Living on the edge: uncertainty clouds the future of Warsaw landmark building now up for sale
Over 18 years after construction work was originally halted, one of Warsaw’s most identifiable landmarks has been put on the market for a minimum asking price of PLN 48.4 million.
Best described as a bizarre concrete sprawl reminiscent of a Bond villain’s lair, work on Literacka 7 was initiated in 1999 by Europol Gaz, a Polish-Russian company that was to oversee a gas pipeline running from Siberia to Western Europe.
Designed by Tadeusz Spychała, an architect better known for the capital’s InterContinental and Sheraton hotels, the ambitious project included several non-standard features such as two indoor tennis courts, a VIP bar with panoramic views and a winter garden.
“Having had the rare privilege of being able to look around the site,” says Krzysztof Chyla of Colliers International, “you see just how monumental it was to be. There’s a real grandeur to it and it’s very easy to imagine how the finished product would have looked.”

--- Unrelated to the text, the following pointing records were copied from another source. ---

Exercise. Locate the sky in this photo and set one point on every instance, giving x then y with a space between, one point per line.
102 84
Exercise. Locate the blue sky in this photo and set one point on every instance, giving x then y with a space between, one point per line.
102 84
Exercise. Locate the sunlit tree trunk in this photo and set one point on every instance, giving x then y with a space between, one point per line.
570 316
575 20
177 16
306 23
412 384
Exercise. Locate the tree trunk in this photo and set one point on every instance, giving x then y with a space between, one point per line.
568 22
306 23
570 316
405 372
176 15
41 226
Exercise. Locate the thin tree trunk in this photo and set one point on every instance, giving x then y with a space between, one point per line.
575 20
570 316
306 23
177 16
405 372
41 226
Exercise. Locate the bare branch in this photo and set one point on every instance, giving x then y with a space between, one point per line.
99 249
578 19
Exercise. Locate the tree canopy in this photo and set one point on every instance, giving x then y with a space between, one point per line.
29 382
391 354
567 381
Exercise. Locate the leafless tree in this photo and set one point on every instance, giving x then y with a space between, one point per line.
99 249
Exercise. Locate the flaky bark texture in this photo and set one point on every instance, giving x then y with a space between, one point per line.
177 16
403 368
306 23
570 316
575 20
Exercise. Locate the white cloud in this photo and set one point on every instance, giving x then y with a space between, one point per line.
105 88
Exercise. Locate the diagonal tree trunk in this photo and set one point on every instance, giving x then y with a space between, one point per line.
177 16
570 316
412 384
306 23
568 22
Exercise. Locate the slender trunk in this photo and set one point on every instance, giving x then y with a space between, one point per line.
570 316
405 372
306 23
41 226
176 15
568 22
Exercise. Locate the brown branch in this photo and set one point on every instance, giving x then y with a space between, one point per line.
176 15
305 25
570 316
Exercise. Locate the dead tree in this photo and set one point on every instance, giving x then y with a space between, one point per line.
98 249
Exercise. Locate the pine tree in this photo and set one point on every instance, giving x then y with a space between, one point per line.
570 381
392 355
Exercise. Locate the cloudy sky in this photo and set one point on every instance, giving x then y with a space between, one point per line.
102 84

Built to make a maximum impact, the plans even envisaged the creation of a natural gas museum.
However, when the pipeline was suddenly cancelled so too was work on the building, leaving Warsaw with a spectacular white elephant that has made robust work of withstanding the vicissitudes of time.

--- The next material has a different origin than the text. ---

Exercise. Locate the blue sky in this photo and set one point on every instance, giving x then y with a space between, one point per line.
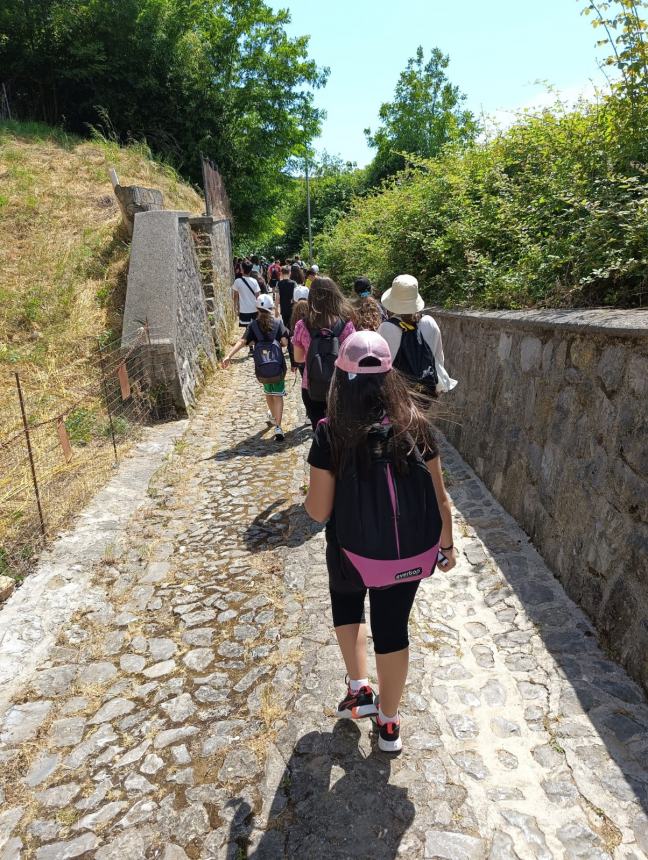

“The condition is quite a surprise,” says Chyla. “The materials were all very high quality and the owner did a good job of securing the building from the elements. Theoretically, if someone wanted to convert it into a commercially viable structure then I think it would be possible to do so with just two years of work.”

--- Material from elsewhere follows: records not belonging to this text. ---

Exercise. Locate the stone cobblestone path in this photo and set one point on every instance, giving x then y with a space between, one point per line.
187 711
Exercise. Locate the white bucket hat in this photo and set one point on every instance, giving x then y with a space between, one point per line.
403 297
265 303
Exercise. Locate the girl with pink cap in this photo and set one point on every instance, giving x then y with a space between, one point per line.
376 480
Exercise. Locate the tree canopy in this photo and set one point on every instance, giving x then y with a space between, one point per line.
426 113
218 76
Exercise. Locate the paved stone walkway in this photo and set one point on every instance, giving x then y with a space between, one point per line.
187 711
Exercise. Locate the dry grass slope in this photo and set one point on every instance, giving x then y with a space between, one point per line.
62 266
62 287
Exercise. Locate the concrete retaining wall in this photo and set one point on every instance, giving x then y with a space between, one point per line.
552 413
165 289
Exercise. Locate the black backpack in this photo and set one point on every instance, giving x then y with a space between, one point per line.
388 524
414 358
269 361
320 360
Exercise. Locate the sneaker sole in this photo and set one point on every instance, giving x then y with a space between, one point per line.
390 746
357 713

This, though, appears unlikely.
Set on the border of Bielany and Żoliborz, the 22,708 square-metre plot falls inside an area that has seen rapid residential development in the last few years, and it is this direction that Chyla suspects potential investors will be looking to explore.
“At Colliers we expect any future investors to be looking towards creating a multi-family development,” he tells TFN.
Though it remains a possibility that any future development would incorporate parts of the existing structure, it’s outright demolition seems the most likely outcome given its investment potential.
“That part of Warsaw is booming in terms of its residential sector,” says Chyla, “and making it even more attractive is the strong social infrastructure that has emerged around it: schools, healthcare facilities, public transport links and all the other things that apartment buyers look for are already present in number. This is a prime spot in an already established area.”
As such, interest has already been high despite the complicated market situation.
“When it comes to the investment side, Warsaw is a very supply driven market,” continues Chyla. “There’s not much for sale that’s free of legal issues, so this is a very enviable offer. Despite the prevailing situation, we’ve had lots of enquiries from all the major players that we’d have previously expected. That’s not to say the pandemic hasn’t impacted the market, but a project of this scale is clearly attractive.”
And while the asking price has been set at a minimum of PLN 48.4 million, Chyla is convinced that this price will be exceeded once bidding comes to a close in mid-November.
“Obviously I’m not going to speculate on what it’s worth as every investor has to make their own calculation,” he says, “but in the opinion of Colliers, who are supporting the sales process, we are expecting far higher bids.”
Certainly, its overall appeal as an investment site has not been lost.
“The availability of land in attractive urban locations, free of legal and technical defects, is extremely low today. Taking this into account, the plot at 7 Literacka Street is currently one of the most interesting investment sites for sale in Warsaw,” says Emil Domeracki of Colliers. “It is becoming more and more challenging to find sites with similarly high investment potential in Warsaw.”